Cassazione, sentenza n. 10356/2016 CONTESTAZIONE DISCIPLINARE, TEMPI DA VALUTARE

da consulenti del lavoro.it

La tempestività di una contestazione disciplinare va valutata non muovendo dall’epoca dell’astratta conoscibilità dell’infrazione, bensì dal momento in cui il datore ne acquisisca in concreto piena conoscenza, a tal fine non bastando meri sospetti.

La Corte di Cassazione, con la sentenza n. 10356/2016, ha ribadito un orientamento giurisprudenziale già consolidato, precisando che non basta il solo sospetto di illeciti disciplinari per misurare il tempestivo avvio della contestazione, essendo viceversa necessario che il datore possa attendere il completamento delle indagini interne avviate nel frattempo.

Nel caso di specie, l’addetto alla liquidazione sinistri di una compagnia di assicurazioni, aveva licenziato il dipendente per avere compiuto, nell’arco di 3 anni, gravi irregolarità nella liquidazione di 26 sinistri a vantaggio sempre dello stesso avvocato.

Gli illeciti disciplinari sono stati scoperti solo dopo le lunghe indagini svolte dai revisori del gruppo societario. Il lavoratore aveva contestato la legittimità del licenziamento sia considerando l’azione disciplinare promossa tardivamente, sia perché la compagnia aveva attivato tardivamente i controlli sull’operato dei dipendenti.

La Cassazione, invece, ha ritenuto che il vizio di tardività della contestazione sollevato dal lavoratore fosse privo di consistenza. Bisogna mantenere, secondo la Cassazione, ben fermo il principio secondo cui non basta il mero sospetto per la contestazione, ancor prima di conoscere l’esito delle verifiche in corso: diversamente si costringerebbe l’azienda ad anticipare la contestazione senza ancora disporre dei dati conoscitivi per valutare le giustificazioni eventualmente offerte dal lavoratore.
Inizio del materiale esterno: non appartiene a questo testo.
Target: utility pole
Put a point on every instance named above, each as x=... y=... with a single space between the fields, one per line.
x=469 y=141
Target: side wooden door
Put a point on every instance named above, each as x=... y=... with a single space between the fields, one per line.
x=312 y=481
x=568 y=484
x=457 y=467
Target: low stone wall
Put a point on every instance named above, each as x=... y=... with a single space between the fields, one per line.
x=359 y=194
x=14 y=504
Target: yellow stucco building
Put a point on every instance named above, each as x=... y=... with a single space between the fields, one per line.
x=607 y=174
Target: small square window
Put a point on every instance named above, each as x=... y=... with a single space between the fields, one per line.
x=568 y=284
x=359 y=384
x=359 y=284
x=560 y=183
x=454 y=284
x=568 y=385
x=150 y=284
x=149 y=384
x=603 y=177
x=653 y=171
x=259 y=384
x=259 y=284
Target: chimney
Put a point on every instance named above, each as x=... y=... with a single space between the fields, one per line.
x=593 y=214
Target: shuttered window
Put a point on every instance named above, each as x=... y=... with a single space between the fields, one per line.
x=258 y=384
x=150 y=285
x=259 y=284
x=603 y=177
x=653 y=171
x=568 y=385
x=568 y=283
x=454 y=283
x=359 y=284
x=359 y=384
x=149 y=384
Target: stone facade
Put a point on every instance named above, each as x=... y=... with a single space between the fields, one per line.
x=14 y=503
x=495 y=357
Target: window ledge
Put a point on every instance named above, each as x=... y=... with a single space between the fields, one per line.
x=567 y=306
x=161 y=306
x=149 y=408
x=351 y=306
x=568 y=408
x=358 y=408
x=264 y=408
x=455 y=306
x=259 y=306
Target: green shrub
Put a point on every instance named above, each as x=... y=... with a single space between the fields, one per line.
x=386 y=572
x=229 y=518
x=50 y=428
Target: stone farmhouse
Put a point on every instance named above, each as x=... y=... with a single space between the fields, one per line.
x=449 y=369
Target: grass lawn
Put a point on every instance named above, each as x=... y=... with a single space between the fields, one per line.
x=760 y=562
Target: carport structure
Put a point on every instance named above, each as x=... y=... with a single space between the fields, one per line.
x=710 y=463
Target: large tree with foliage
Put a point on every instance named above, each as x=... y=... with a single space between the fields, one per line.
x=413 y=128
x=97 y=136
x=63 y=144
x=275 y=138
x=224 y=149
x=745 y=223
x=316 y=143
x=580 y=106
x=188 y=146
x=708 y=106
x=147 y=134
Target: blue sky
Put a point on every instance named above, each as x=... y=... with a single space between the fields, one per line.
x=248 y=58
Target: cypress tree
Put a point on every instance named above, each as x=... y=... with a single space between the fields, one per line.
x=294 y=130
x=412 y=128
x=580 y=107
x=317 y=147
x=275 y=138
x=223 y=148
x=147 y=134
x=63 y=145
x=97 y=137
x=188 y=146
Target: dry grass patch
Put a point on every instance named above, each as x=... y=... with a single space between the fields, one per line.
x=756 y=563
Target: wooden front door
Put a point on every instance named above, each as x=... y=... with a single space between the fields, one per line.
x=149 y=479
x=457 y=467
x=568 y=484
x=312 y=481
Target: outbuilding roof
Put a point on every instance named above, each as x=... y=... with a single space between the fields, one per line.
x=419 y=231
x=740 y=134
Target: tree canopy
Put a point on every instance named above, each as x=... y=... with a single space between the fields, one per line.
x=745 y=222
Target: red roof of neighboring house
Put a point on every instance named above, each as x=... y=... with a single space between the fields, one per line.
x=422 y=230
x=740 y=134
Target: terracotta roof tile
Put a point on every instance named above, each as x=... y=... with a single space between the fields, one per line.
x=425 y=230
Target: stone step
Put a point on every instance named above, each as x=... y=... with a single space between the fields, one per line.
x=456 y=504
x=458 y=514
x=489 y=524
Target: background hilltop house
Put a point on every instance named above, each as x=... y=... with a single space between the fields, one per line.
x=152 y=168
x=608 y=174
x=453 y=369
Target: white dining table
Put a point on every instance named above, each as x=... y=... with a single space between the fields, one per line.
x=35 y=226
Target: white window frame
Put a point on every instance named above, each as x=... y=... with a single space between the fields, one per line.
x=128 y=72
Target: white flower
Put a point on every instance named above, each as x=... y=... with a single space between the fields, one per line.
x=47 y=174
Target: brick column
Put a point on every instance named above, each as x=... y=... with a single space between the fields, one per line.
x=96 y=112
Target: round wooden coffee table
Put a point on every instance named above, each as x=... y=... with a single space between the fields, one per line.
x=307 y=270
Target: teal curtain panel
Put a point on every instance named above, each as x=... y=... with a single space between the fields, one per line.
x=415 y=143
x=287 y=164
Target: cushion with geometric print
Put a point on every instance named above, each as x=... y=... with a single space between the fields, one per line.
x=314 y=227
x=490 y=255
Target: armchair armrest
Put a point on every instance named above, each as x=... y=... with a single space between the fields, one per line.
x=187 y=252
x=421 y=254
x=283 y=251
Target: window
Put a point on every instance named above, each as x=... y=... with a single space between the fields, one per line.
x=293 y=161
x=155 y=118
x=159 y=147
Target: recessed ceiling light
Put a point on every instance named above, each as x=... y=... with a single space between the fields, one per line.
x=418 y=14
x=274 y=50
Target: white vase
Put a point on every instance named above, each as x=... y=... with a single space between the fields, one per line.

Né è sostenibile che il datore debba anticipare l’iter disciplinare prima ancora di disporre dei necessari dati conoscitivi perché poi, in loro attesa, potrebbe sospendere il proprio giudizio. È vero, invece, il contrario, se solo si pensa alla decadenza dall’esercizio del potere disciplinare previsto in tempi assai rapidi da numerosi contratti collettivi.
La Suprema Corte, nel ribadire che il principio di tempestività della contestazione deve essere inteso in senso relativo, alla luce della complessità degli accertamenti da svolgere sul piano istruttorio, ha censurato la tesi del lavoratore secondo cui la tardività era resa evidente, nel caso concreto, dall’esistenza di un obbligo in capo al datore di esercitare un periodico controllo sull’operato dei propri dipendenti.

Un’ulteriore conferma arriva anche dalla sentenza di Cassazione n.10839/16.